Cette réforme du bulletin de paie comprend une partie technique que le Sénat a supprimée en commission, le reste devant passer par la concertation avec les partenaires sociaux.
"C'est de la communication ou de la cosmétique. Je n'ai pas croisé une seule personne qui m'a dit que c'était une bonne idée", s'agace le centriste Yves Bleunven, l'autre corapporteur. Bercy tentera de faire rétablir son article en séance publique.

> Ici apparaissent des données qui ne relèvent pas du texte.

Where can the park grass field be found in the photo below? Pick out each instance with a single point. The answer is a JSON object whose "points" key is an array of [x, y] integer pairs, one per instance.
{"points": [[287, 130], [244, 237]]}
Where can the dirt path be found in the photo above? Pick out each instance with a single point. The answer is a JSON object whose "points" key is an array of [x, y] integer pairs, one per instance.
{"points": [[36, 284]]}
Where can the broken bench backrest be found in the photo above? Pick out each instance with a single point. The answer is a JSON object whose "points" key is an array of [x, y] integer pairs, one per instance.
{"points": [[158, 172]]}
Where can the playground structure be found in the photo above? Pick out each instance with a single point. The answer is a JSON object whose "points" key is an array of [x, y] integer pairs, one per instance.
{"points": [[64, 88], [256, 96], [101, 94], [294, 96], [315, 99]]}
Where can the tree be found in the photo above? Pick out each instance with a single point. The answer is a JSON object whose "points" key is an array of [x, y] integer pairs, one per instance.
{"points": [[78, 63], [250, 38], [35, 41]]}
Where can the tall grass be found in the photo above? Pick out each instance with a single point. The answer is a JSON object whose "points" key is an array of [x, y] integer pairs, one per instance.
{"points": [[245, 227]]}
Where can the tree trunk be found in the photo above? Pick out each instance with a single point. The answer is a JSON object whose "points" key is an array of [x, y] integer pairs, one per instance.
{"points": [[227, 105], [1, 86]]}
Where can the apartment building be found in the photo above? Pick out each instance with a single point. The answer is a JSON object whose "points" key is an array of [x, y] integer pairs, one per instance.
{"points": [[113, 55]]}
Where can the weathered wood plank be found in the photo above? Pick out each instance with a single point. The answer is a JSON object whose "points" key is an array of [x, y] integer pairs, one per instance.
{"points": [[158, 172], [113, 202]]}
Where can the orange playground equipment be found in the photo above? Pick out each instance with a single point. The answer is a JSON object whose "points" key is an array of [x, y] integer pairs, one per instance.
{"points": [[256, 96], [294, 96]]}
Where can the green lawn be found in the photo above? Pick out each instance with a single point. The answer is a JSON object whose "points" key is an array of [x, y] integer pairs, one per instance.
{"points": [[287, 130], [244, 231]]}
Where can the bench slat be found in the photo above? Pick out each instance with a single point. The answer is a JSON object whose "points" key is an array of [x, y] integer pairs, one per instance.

L'instauration de tests PME, un mécanisme visant à évaluer en amont l'impact de toutes les normes sur les entreprises, permettra en revanche de réintroduire un dispositif déjà voté par le Sénat, avec l'approbation du gouvernement.
- Arlésienne -
Autre mesure-choc, la suppression à l'horizon 2030 des 1.800 formulaires Cerfa et le passage au peigne fin des 2.500 autorisations administratives qui alourdissent le quotidien des entreprises.
Une partie de ce travail de fourmi n'a pas à passer par la loi. Pour le reste, le gouvernement demande aux parlementaires de larges habilitations à réformer par ordonnances, ce qui irrite les sénateurs. "On cherche à contourner le Parlement", alerte Rémy Pointereau (LR), président de la Commission spéciale dédiée à cette loi.
"Nous ne souhaitons pas abuser des ordonnances", s'est-il limité à dire en séance, faisant crédit au texte, "s'il ne fait que s'attaquer à la petite cuillère à l'océan normatif" d'avoir "le mérite de sortir la simplification de son statut d'arlésienne", celle qu'on attend et qui ne vient jamais.
Faire passer par la loi toutes ces suppressions "serait un exercice titanesque", a plaidé Mme Grégoire. Elle a promis que le gouvernement, s'il était finalement autorisé à procéder par ordonnances, "rendrait des comptes" au Parlement sur ce chantier.
Le Sénat a débattu lundi soir 36 amendements, portant sur la commande publique et l'article 4 qui oblige l'Etat et les organismes de sécurité sociale à utiliser un profil unique d'acheteur. Il en reste 362 à débattre dans les prochains jours, sur des sujets moins consensuels.